PERCOLATION THEORY AND BRAIN STRUCTURE
Iosim M.1, Popov K. 2
1Search Line Inc., USA.,
27, Adams st. Old Bridge, NJ 08857, USA
2Syktyvkar state
university, Russia., 55 Octyabrsky pr. 167001, Syktyvkar, Russia,
E-mail: popov@ssu.edu.komi.ru
Keywords: percolation, infinite cluster, brain structure, neuron net.
The structure and functional purpose of different parts of the head brain core is investigated in detail [1]. What about the mechanisms of realization of such brain functions as thinking, memory, recognition of images and so on, there is no clear conception about it as on the nuclei, as on the macroscopic level. That is why, any model description of the brain processes, which give the real information about object characteristics, is interesting.
In this paper we suggest to use the percolation theory [2] for description of realization mechanism of some head brain functions. The theory of percolation cluster was developed in physics as a system approach for description of the space structures connectedness on a macroscopic scale, when we can neglect the elementary organization of the object. Without state here the main thesis of this theory, we'll try to argue the principle opportunity of application of this approach to brain description. Being a statistical in its foundation, there in percolation cluster theory were got the significant results even for the systems which consists of 104 elements. If state the value of neuron number in gray matter of the head brain core as 1.5 1010, and its volume - as 700 cm3, the mean concentration of neurons come to 2.107 cm-3, which form a value high enough for averaging procedure and application of the idea of "infinite cluster". If we take a volume of 1 cm3 as a lower limit of an individual part of core, responsible for certain function, the number of neurons within this region will be high enough for validity of suggested model.
Lets consider the core of heart brain or some its part, responsible for certain function, as a three-dimensional structure (net) of neurons, distributed accidentally, which connected with each other by dendrites and axons through synapses. As those regions, as the whole core have the space border, through which the information can penetrate in active zone and leave it.

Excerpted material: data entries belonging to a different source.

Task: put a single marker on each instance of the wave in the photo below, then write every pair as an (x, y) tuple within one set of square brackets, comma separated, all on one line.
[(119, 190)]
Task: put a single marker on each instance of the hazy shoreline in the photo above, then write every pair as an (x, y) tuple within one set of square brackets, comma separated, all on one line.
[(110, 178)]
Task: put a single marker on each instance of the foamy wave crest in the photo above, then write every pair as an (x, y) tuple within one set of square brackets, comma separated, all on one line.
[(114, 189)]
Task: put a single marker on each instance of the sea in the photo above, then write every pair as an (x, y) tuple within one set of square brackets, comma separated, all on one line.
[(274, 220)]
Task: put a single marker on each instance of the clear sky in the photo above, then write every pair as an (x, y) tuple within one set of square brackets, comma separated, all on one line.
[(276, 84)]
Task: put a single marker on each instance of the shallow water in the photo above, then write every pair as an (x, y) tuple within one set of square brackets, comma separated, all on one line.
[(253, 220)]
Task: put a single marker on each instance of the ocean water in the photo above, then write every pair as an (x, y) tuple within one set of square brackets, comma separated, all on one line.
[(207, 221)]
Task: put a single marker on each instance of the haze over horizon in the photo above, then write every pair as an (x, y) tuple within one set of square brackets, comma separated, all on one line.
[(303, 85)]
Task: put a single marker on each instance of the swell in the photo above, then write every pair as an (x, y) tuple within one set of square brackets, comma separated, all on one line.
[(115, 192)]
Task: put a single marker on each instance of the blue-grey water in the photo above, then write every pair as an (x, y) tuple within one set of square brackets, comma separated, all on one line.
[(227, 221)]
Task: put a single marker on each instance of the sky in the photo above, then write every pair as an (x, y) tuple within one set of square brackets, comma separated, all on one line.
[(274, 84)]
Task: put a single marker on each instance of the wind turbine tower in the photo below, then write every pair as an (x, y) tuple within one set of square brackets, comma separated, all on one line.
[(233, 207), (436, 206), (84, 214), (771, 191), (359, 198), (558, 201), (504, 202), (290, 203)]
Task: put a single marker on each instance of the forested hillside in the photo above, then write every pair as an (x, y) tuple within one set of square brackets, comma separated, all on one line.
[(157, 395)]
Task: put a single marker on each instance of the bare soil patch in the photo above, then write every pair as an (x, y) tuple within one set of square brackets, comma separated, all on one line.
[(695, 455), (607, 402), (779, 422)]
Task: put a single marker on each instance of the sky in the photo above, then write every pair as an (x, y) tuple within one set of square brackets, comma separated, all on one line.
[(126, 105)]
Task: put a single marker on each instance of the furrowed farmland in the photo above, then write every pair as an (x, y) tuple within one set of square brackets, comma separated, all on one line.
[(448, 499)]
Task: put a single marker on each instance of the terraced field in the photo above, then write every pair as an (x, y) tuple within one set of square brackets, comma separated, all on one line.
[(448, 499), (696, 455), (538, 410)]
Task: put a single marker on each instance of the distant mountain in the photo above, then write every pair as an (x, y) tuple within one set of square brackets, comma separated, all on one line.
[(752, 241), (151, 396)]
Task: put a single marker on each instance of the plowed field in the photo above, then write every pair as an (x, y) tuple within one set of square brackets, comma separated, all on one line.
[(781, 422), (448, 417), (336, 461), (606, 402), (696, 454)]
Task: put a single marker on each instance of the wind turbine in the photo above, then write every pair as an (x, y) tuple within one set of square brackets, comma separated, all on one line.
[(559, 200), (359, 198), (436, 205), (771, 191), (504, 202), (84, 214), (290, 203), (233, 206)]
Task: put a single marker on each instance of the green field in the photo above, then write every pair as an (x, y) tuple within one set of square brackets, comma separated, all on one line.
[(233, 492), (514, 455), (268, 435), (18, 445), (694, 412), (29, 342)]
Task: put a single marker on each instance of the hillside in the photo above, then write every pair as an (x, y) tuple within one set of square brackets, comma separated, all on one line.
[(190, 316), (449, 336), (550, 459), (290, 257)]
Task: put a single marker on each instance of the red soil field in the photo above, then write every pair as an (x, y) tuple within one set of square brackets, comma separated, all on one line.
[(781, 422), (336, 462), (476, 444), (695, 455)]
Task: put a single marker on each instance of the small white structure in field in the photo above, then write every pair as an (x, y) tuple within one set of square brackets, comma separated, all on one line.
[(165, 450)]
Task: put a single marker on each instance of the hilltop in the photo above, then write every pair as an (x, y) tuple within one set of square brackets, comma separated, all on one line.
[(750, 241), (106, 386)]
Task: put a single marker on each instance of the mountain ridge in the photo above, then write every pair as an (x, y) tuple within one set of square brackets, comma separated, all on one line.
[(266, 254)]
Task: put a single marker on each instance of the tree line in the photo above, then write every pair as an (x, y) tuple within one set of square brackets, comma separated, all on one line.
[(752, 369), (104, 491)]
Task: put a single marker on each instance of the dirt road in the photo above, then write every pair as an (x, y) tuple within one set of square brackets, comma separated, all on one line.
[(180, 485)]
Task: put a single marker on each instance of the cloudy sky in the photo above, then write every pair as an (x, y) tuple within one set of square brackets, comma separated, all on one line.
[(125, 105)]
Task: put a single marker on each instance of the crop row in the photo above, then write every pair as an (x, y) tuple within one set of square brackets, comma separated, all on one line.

We can consider the incoming information as a sensor signals (excitations) or signals from the other parts of a brain. The output information is impulses which move to the executive physiological organs or to the other parts of brain. Lets consider the sign of the observed activity evince or function execute as the existence of structure bond from one to another (opposite) borders of separated part of brain core. This bond is supplied with some part of active neurons, which realized the function. Another, passive in those act, neurons can either fulfill parallel functions, or exist in waiting or rehabilitation mode. Those structure, which contain the group of neurons and fulfill the functional bond in the limit of zone, including the border, can be defined as an "infinite cluster". In another words, "infinite cluster" is corresponded to the brain function. It is possible in the limit of some zone the appearance of a "finite clusters", which sizes do not allow the information about its structure to leave the borders of zone. For example, an "infinite cluster" can be corresponded to the realized thought, while a "finite clusters" to the subconscious one. The "finite clusters", while forming groups and rebuilding, can grow up to the borders, but not certainly
There are some structure independent invariants in Percolation theory, which gave us an interesting opportunity for quantitative valuation of a number of neurons taking part in forming of an "infinite cluster" and a number of bonds between active neurons of an "infinite cluster". First of all, it is a part of functional zone volume I1, occupied by active neurons, which belong to the "infinite cluster":
I1 = f Xc , (1)
here: f - packing coefficient, Xc - critical (baffle) part of active neurons necessary for appearance of an "infinite cluster". In the second place, it is an average number of neurons I2, with which every neuron of an "infinite cluster" is connected:
I2 = Z Yc , (2)
here: Z - average number of bonds of neuron with neighbors, Yc - critical (baffle) part of active bonds necessary for appearance of an "infinite cluster". Calculations made for the large number of known three-dimensional greets gave the following values of introduced invariants: I1 = 0.16 and I2 =1.5. If, for example, we take in formula (1) the packing coefficient as for accidentally packed up balls f=0,637, that the part of active neurons will be equal to 0.25. Certainly, it is only illustration and it needs to take into account the special properties of bonds, orientated character of excitation transfer and some other features of biological object. But it is the problem of the future investigations in the frames of suggested approach.
In conclusion, we would like to note that this model can be put in foundation of computer experiments, which can provide a new information about heart brain functioning.